Find the general solution of the differential equation \[\frac{dy}{dx} - y = \cos x\]

Answer 1

We have,
\[\frac{dy}{dx} - y = \cos x . . . . . . . . . . \left( 1 \right)\]
Clearly, it is a linear differential equation of the form
\[\frac{dy}{dx} + Py = Q\]
\[\text{ where }P = - 1\text{ and }Q = \cos x\]
\[ \therefore I . F . = e^{\int P\ dx} \]
\[ = e^{- \int dx} \]
\[ = e^{- x} \]
\[\text{ Multiplying both sides of }\left( 1 \right)\text{ by }I . F . = e^{- x} ,\text{ we get }\]
\[ e^{- x} \left( \frac{dy}{dx} - y \right) = e^{- x} \cos x \]

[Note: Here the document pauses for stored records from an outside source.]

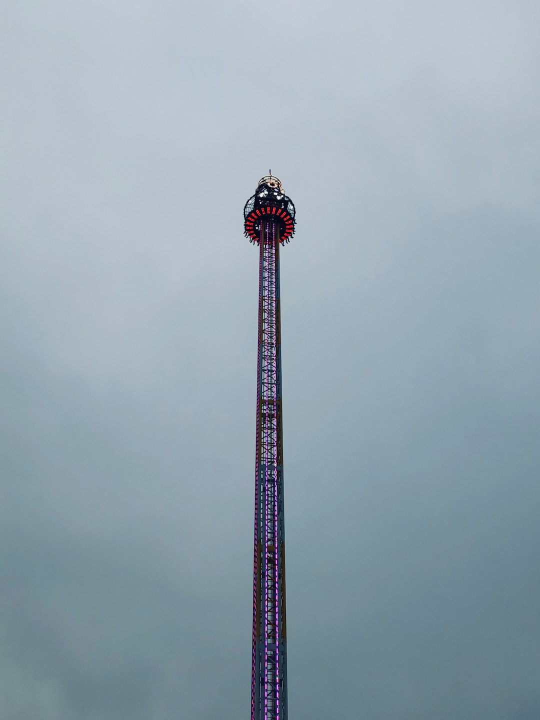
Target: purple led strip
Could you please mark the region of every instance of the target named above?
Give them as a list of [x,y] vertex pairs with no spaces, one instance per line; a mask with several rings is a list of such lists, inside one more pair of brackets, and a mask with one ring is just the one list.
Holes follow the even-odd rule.
[[275,623],[275,635],[276,635],[276,720],[279,720],[279,653],[278,652],[279,642],[279,595],[278,595],[278,568],[277,568],[277,298],[276,297],[276,276],[277,274],[276,267],[276,224],[272,222],[272,247],[274,248],[274,265],[272,267],[272,279],[273,279],[273,293],[272,300],[274,302],[274,574],[275,574],[275,590],[274,595],[274,618]]
[[255,719],[255,698],[256,695],[256,667],[257,667],[257,616],[258,608],[257,607],[257,592],[258,583],[261,582],[258,569],[258,539],[259,539],[259,522],[260,513],[258,507],[258,486],[260,482],[260,463],[261,463],[261,410],[262,402],[261,392],[261,344],[262,344],[262,302],[264,294],[264,248],[261,243],[261,253],[258,264],[258,294],[261,307],[258,313],[258,346],[257,348],[257,427],[256,427],[256,441],[255,444],[255,539],[253,542],[253,648],[251,657],[251,720]]
[[[253,580],[253,644],[252,654],[251,719],[258,720],[261,709],[260,692],[263,690],[261,672],[264,672],[264,720],[279,720],[279,603],[278,570],[278,436],[279,436],[279,348],[277,333],[277,263],[276,228],[270,220],[261,221],[259,266],[259,343],[257,394],[257,447],[255,491],[255,546]],[[273,387],[271,387],[272,386]],[[264,477],[261,474],[264,467]],[[264,485],[260,487],[262,484]],[[271,487],[273,482],[274,487]],[[261,492],[264,493],[263,497]],[[264,503],[264,504],[262,504]],[[264,513],[262,521],[261,511]],[[264,543],[264,558],[259,543]],[[272,551],[269,549],[271,546]],[[270,557],[270,555],[272,557]],[[261,562],[262,561],[262,562]],[[264,563],[264,564],[263,564]],[[261,567],[262,566],[262,567]],[[260,631],[264,632],[264,668],[261,653],[257,652],[259,640],[257,624],[262,608],[257,598],[262,590],[264,572],[264,618]],[[272,573],[274,576],[272,577]],[[273,641],[273,649],[269,646]],[[262,648],[261,648],[262,649]],[[272,654],[273,653],[273,654]],[[257,698],[258,698],[258,700]]]
[[263,222],[264,225],[264,233],[261,233],[262,242],[265,245],[266,270],[266,388],[265,392],[266,415],[265,415],[265,458],[264,458],[264,718],[268,718],[268,462],[269,462],[269,447],[268,447],[268,382],[270,377],[270,352],[269,352],[269,325],[270,317],[269,312],[269,305],[270,301],[270,243],[268,238],[269,223]]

\[ \Rightarrow e^{- x} \frac{dy}{dx} - e^{- x} y = e^{- x} \cos x\]
Integrating both sides with respect to x, we get
\[y e^{- x} = \int e^{- x} \cos x dx + C\]

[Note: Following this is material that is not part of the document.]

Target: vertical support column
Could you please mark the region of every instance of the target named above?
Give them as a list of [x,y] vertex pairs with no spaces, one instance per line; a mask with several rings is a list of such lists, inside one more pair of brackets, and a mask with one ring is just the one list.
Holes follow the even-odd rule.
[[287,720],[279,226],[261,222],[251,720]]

\[ \Rightarrow y e^{- x} = I + C . . . . . . . . \left( 2 \right)\]
Here, 
\[I = \int e^{- x} \cos x dx . . . . . . . . . . \left( 3 \right)\]
\[ \Rightarrow I = e^{- x} \sin x - \int\left( - e^{- x} \sin x \right) dx\]
\[ \Rightarrow I = e^{- x} \sin x + \int e^{- x} \sin x dx\]
\[ \Rightarrow I = e^{- x} \sin x - e^{- x} \cos x - \int\left[ \left( - e^{- x} \right) \times \left( - \cos x \right) \right] dx\]
\[ \Rightarrow I = e^{- x} \sin x - e^{- x} \cos x - \int e^{- x} \cos x dx\]
\[ \Rightarrow I = e^{- x} \sin x - e^{- x} \cos x - I .............\left[\text{From (3)} \right]\]
\[ \Rightarrow 2I = e^{- x} \left( \sin x - \cos x \right)\]
\[ \Rightarrow I = \frac{e^{- x}}{2}\left( \sin x - \cos x \right) . . . . . . . . . . . \left( 4 \right)\]
\[\text{ From }\left( 2 \right)\text{ and }\left( 4 \right)\text{ we get }\]
\[ \Rightarrow y e^{- x} = \frac{e^{- x}}{2}\left( \sin x - \cos x \right) + C\]
\[ \Rightarrow y = \frac{1}{2}\left( \sin x - \cos x \right) + C e^x \]
\[\text{ Hence, }y = \frac{1}{2}\left( \sin x - \cos x \right) + C e^x \text{ is the required solution.} \]